In ads you see people who got ripped abs with crunch machines. So how did the rest of their body get so ripped then? Popular belief is not the same as truth.

Common Belief - belonging to or shared by members of one or more nations or communities; public.

Popular Belief - prevailing sentiment.

Truth - That which is true or in accordance with fact or reality.

Just because something is a common idea or a popular sentiment does not make it true.

Can you handle the truth?

I once had a client who was highly educated, who was arguing with me about the dangers of sugar. We were talking about Dr. Robert Lustig and his work on sugar. His main stance is that sugar has a major role in obesity and diabetes. My client's stance was that if his arguments were true, it would be common belief. She actually used those terms. She said it was all due to genetics and excess calories and dietary fat, and that was the truth because that was common belief (this was several years ago and even common belief has changed since then).

Many believe, especially in law, truth is the belief of the common prudent man. That makes sense, since she is a lawyer. But instead of doing our own research, we base many of our beliefs on the beliefs of our peers. Our peers are not experts in the field and the common belief of many of the experts are completely different now than the belief of the common man, especially in health.

Many of us are completely unaware of how advanced our technology truly is, or how much more research or new tests there are than in the past. A lot of people's beliefs on genetics was formed prior to the human genome project and still hasn't changed since. Before, we held certain beliefs because we didn't have tests to prove things otherwise, now we can test blood and DNA quite inexpensively.

Maybe in the future Robert Lustig's work along with the work of many researchers on dietary sugar and glycemic load will all be debunked. But to base your belief of what is true on what is common or popular makes no rational sense.

But without common and popular belief, we would have no misinformation, mythology, urban legends, or terms like "contrary to popular belief."

Truth is completely independent of what is common or popular. It is evidence based. A lot of people base beliefs on no evidence, it's why health and diet becomes so dogmatic and religious. Actually a lot of common beliefs about health stems from religion. The last thing we need in health, fitness, and exercise is dogma.

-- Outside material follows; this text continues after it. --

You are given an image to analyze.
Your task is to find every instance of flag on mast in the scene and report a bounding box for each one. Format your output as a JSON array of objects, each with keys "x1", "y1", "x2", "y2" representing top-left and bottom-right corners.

Once someone on Facebook asked me what they should have as a healthy snack, I asked them it depended. This was already in the early evening. I asked her if she had lunch, she did 2 hours ago. I asked when dinner was, she said in 2 hours, I asked why she needed a snack, why she couldn't just wait? It made no sense to her and some of her Facebook friends attacked me for promoting starvation. You could starve to death in 2 more hours? The common thought is we must always succumb to hunger or that we should be eating every couple of hours? Therein lies a big part of the problem. The culture itself. Even the ideas about health are unhealthy. My question is why is her hunger so powerful after just a couple of hours? The common belief was we must always keep our blood sugar up. Which is what makes us get so hungry, we get addicted to the sugar.

I've actually heard people argue against prevailing science, much like my client did with common belief, but also people who use analogies instead of research, or reasonings based off of "the ancients said so." Shake my head.

To quote Astrophysicist Neil Tysone deGrasse,
"The good thing about science is that it’s true whether or not you believe in it."